Moi, moi et François B.
  • UN OVNI - Moi, moi et François B. a une origine aussi incongrue que son pitch ! Clément Gayet souhaitait faire parvenir sa première pièce de théâtre à François Berléand, qu’il ne connaissait alors pas : il rédigea donc une lettre sous la forme d’un dialogue les mettant tous les deux en scène. « Mon personnage y tentait par tous les moyens de convaincre François-le-comédien de lire sa pièce. En relisant cette lettre-dialogue de quelques pages, écrite sur un coup de tête, je réalisai qu’elle était de bien meilleure facture que la pièce que je venais de passer six mois à écrire... » Une heureuse décision : ce dialogue devenu pièce de théâtre est un petit bijou d’absurde, entre Kafka, Raymond Devos et les Marx Brothers ! Le metteur en scène Stéphane Hillel et ses comédiens nous plongent dans un univers de plus en plus étrange, un jeu de miroirs où chacun des personnages finit par douter de sa propre identité.

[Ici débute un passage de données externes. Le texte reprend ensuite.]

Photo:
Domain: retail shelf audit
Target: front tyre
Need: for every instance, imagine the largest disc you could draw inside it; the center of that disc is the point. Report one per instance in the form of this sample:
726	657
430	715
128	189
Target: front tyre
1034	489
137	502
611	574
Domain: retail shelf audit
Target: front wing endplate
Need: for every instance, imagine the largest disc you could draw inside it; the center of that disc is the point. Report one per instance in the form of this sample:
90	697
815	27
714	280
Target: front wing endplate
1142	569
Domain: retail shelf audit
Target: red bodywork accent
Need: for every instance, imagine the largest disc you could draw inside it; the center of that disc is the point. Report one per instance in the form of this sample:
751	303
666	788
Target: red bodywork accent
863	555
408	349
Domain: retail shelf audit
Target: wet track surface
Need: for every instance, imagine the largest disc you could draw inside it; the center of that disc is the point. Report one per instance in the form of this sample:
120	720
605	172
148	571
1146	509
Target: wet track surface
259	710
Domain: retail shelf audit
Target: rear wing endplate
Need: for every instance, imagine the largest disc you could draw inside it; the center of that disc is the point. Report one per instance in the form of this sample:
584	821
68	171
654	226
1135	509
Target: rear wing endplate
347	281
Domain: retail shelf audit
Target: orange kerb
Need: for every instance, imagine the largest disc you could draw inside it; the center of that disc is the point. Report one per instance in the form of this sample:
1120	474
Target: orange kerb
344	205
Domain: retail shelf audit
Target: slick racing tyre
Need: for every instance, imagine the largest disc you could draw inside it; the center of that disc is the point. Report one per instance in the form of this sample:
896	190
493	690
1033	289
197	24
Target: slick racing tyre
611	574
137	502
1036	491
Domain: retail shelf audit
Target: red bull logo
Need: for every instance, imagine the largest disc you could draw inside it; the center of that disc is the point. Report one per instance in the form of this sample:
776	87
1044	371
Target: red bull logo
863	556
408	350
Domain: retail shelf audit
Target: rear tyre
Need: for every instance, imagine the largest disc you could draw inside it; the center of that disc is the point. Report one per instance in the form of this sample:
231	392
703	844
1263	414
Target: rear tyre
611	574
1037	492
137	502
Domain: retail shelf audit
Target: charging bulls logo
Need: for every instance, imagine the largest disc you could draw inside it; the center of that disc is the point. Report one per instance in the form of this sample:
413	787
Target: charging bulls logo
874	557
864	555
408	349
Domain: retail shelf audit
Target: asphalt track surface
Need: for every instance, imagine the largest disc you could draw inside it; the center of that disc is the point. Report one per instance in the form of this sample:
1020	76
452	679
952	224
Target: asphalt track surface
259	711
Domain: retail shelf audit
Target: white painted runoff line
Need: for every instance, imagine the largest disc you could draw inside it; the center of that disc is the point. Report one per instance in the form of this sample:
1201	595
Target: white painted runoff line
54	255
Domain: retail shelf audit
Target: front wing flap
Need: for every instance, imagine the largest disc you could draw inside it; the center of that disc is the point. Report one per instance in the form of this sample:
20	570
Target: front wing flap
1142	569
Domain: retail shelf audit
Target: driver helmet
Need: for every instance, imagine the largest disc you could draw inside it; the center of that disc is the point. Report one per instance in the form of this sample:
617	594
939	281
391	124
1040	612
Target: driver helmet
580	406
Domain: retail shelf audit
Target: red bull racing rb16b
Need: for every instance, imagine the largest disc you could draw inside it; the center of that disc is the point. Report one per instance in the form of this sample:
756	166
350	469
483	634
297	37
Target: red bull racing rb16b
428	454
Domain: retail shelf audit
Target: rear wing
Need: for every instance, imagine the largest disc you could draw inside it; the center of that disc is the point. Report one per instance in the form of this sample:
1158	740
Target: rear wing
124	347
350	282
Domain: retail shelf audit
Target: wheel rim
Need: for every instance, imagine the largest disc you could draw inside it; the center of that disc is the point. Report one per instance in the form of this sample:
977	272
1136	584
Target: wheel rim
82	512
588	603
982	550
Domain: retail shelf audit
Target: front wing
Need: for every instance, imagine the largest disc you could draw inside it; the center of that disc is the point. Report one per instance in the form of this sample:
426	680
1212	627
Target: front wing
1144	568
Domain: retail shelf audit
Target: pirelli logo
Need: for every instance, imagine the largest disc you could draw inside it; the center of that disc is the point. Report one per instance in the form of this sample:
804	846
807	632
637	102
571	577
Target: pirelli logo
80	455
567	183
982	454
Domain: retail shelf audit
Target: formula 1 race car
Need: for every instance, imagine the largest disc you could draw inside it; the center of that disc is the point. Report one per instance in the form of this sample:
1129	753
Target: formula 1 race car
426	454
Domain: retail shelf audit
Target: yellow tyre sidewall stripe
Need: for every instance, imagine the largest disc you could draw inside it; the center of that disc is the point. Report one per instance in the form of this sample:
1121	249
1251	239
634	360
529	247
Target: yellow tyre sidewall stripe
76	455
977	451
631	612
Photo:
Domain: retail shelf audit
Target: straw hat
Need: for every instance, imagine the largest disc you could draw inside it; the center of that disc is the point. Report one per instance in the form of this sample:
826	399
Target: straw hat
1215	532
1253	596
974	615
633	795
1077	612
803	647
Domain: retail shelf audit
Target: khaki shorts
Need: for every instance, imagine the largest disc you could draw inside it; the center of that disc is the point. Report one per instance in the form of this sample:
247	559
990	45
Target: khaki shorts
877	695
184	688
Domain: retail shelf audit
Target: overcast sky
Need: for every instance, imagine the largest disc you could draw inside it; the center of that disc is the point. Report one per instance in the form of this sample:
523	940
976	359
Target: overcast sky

Satire du milieu du théâtre, comédie de boulevard, farce surréaliste : la pièce mélange les genres avec bonheur.
Monsieur Kolpert
  • UN CADAVRE EXQUIS - On rit mais on ressort glacé d’effroi. Le miroir tendu était à peine déformant, un peu grossissant tout de même. Le metteur en scène Christophe Perton mène cette danse de mort sans temps mort, entraînant ses cinq excellents comédiens dans un jeu hautement vitaminé.
Deux hommes tout nus
  • NUS OUI, MAIS NON ! En sortant de la représentation d’un énième vaudeville avec une maîtresse dans le placard, Sébastien Thiéry s’est dit : « Et si la maitresse était un homme, et qu’il sortait du placard sans qu’on comprenne comment il y est arrivé ? ». Quant au mari, il ne sait pas plus par quel enchantement il s’est retrouvé nu avec son collègue de bureau. Un point de départ totalement saugrenu qui va entraîner François Berléand dans un enchaînement de mensonges, quiproquos et stratagèmes. Tout cela pour rassurer sa femme qui l’a surpris en plein flagrant délit … d’un adultère qu’il n’a pas commis ! « La vérité est fausse, c’est pourquoi je mens pour la rétablir ! » : bon résumé de cette comédie entre boulevard et farce surréaliste qui brouille sans cesse les repères du vrai et du faux, du conscient et de l’inconscient. Berléand est parfait dans son registre tragicomique, à la fois sérieux dans l’absurde, tendre dans ses faiblesses, et cocasse dans la surprise.